El mismo día
Ginebra
Valérie
Sentía que caminaba con Adrián sobre arenas movedizas. Porque, a pesar de mantener mi pose a la defensiva, el muy tonto se empeñaba en sacarme de mi zona de confort. Lo más grave fue cuando propuso una cena romántica.
¡Diablos! Mi corazón se aceleró de golpe. Por un instante me vi cayendo al vacío, sin paracaídas. Y sí, entré en pánico. Había sido manejable fingir delante de otros, pero a solas con él sería como entregarle las llaves de todas las puertas que había cerrado al amor. Como quedar a la deriva.
Y no quería eso. No quería salir lastimada. Mucho menos confundirme.
Entonces la cobardía se instaló entre nosotros. Busqué una excusa para escapar, pero el maldito contrato me jugó en contra. Lo irónico era que yo misma había puesto esas reglas. Caí en mi propia trampa.
Acepté la maldita cita… aunque, en el fondo, rogaba que él se retrasara. Con cinco minutos de demora me bastaba para desaparecer con mi hija a cualquier lugar.
Pero el milagro no ocurrió. El timbre sonó puntual.
Cuando abrí la puerta lo encontré vestido de forma informal: camisa azul remangada, pantalones holgados y una sonrisa triunfal dibujada en los labios.

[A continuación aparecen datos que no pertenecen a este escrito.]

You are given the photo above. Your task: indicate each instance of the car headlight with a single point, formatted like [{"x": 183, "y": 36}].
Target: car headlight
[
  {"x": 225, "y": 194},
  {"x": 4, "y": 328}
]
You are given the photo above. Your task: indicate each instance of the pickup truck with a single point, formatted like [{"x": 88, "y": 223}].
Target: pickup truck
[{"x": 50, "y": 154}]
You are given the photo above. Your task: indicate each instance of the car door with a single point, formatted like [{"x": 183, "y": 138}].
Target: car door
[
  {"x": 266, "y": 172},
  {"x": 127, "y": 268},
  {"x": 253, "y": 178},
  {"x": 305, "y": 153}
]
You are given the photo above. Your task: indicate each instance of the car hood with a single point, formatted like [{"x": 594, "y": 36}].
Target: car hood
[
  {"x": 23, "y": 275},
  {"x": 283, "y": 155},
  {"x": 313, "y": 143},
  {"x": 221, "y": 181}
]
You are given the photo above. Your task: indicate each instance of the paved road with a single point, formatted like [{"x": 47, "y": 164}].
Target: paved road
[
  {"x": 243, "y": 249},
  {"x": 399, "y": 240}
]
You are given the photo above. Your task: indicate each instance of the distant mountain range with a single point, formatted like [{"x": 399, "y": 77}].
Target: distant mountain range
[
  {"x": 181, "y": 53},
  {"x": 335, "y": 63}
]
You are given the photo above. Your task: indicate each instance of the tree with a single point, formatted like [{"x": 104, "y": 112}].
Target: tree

Ahora lleva más de veinte minutos con las manos al volante, tarareando alguna canción de moda. Miento. Me tortura con estilo.
No es que desafine; más bien se me insinúa con descaro… o juega conmigo. A estas alturas ya no sé qué busca de mí: ¿Sexo? ¿Una aventura casual? ¿O algo más profundo?
Y ahí va de nuevo. Adrián canta a viva voz.
—Es más fácil llegar al sol que a tu corazón… muero por ti… viviendo sin ti. Y no aguanto, me duele tanto estar así…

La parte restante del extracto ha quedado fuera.